Philippa and I exhibited with Craig Potton and Ian McDonald at Pingyao International Photography Festival (PIP) last month. John B Turner curated the show titled To Save a Forest: New Zealand artists concerned with environmental conservation.
Pingyao, in the Shanxi province south of Beijing is the most intact ancient walled city in China. This Unesco World Heritage site was host to the 14th PIP festival September 2014.
With about 20,000 photographic prints by 2100 photographers, the 45 invited international exhibitors were accommodated in a traditional courtyard hotel where we ate mingled and exchanged ideas each day for a week. The exhibitors, curators and art and photography enthusiasts all rubbed shoulders in the biggest creative melting pot imaginable, aided by a troop of young Chinese volunteers who also acted as translators.
The grand opening took place with fanfares, drummers and performances on a massive stage just under the main city gate ringed with TV cameras on cranes, a drone camera and a horde of fans.
Getting to all of the exhibits was a daunting task along with trying to fit in our own floor talks and presentations and view those of others.

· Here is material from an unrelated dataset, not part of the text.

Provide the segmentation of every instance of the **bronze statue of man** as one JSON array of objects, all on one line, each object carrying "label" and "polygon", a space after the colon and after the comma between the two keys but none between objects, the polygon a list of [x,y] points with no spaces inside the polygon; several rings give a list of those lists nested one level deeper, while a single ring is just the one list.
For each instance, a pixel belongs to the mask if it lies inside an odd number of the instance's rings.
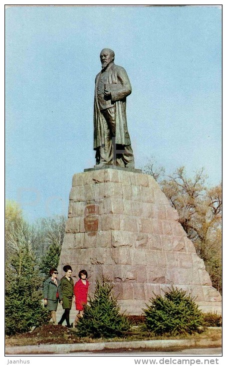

However we saw many tremendous shows including some very strong Chinese work alongside big names from Europe, USA, South America, Scandinavia and Australia.
It came as a surprise to be honoured with an award for photographic excellence among so much outstanding photography and I am grateful to the judges for recognising my work in this way. Since the Watershed exhibition consisted of my photographs of environmental sculptures made in collaboration with Philippa Jones I also wish to acknowledge Philippa’s contribution to the success of this body of work into which we both put our creativity for more than a year.